LIVE from Stockbridge, yeah?

Blog by Rosie Davies | 22 Aug 2009

I started working for The Arches at the end of July. I cycled to work through the city - through Kelvingrove park, down Sauchiehall Street - before being sucked in to the sour darkness beneath Central Station which so defines Glasgow. It was all very Glaswegian.

The Fringe started about a week later. Suddenly, Glasgow, and any sense of meaning or importance attached to it, had been obliterated.

It's weird, though, because when I moved here five years ago, any curiosity I'd expressed towards Edinburgh was firmly stamped out, in the way you might hurriedly extinguish a passing inclination towards the BNP from a set of increasingly conservative grandparents. I can't count the amount of times I've been told that Edinburgh 'just doesn't have the same atmosphere' as Glasgow. It was forever whispered about - an austere, joyless older brother, desperate to join in, but just too uncool to ever manage it.

Armed with a memorised list of late train times and a sense of trepidation, my first venture into the Fringe was a pleasant surprise. Sifting through the satisfyingly heavy brochure, marking down yes, nos and maybes, and tripping down cobbled lanes and winding staircases under a medieval moon...I'm not one to romanticise things (I'm a Mancunian living in Glasgow - I'd just sound stupid) but I did, I romanticised.

Working at it isn't quite the same. Not because of a lack of atmosphere. It's more that any sense of romanticism has been buried under a growing mound of unmet demands, panic and general cynicism, from under which my body twitches sporadically and somewhere, someone close by, or perhaps it's far away, wonders: "CLIPBOARDS. Have we got any clipboards?

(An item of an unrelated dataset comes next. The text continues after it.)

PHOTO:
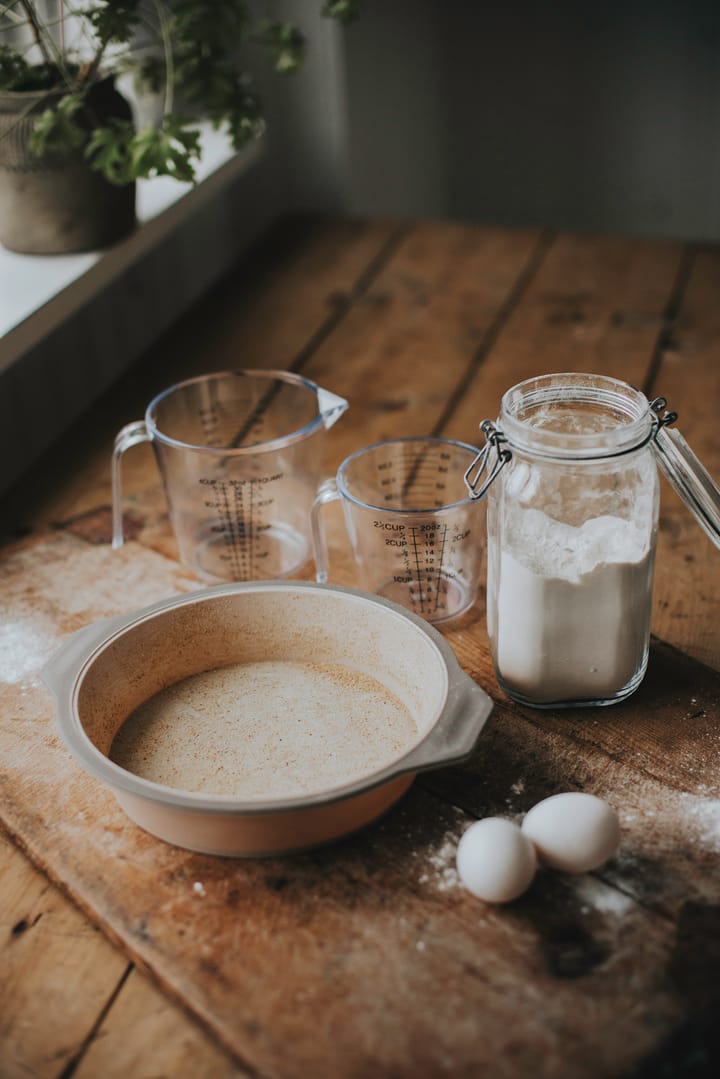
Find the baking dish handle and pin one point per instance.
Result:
(64, 666)
(453, 737)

Do we have enough clipboards?"

It's also fairly frustrating when my attempts at self-navigation are met with looks of concern or, worse, disgust. "You mean, you've not been to The Botanics?" I'd like to continue that mock-conversation but such is my lack of Edinburgh-based knowledge that I struggle even to reference two landmarks.

HOWEVER. You'll be happy to know that it has got much better. We have established that not only do we have clipboards, we have enough of them. Which is, quite frankly, a miracle of initiative and foresight considering the surrounding area is pretty much useless for any practical shopping needs, unless you're after a vintage picnic hamper, or enough beige chinos to clothe an entire family.

I am currently spending most of my time in the lovely little cafe, which is, luckily, one of my favourite pastimes. My only problem is that I am surrounded by talented people. Even worse, their talent is displayed on the walls in the form of clever little sketches of shows, cartoon strips, knitting, etc etc. While most would embrace this whole-heartedly, I have to admit to an innate sense of northern bitterness at anyone more artistically talented than me, which I have come to realise comprises a lot of people.

HOWEVER. Had I not come to the decision that although tapping away at a laptop didn't necessarily constitute an artistic craft, I would set up shop anyway (I can't even handle knitting, it's pathetic), I would not have stumbled across what can only be seen as an artistic calling: to steadily devour and rate each flavour of the organic, locally produced home-made chocolate on offer. Every cloud, and all that.

What began as a treat between performances has become a work-in-progress, for which I may have sacrificed my teeth and my figure (watch this space). So far: dark chocolate with sea salt and caramel = dubious; white chocolate with forest fruits = ate the entire bar within an hour, meaning the long train ride home was punctuated by fiercely punitive waves of nausea.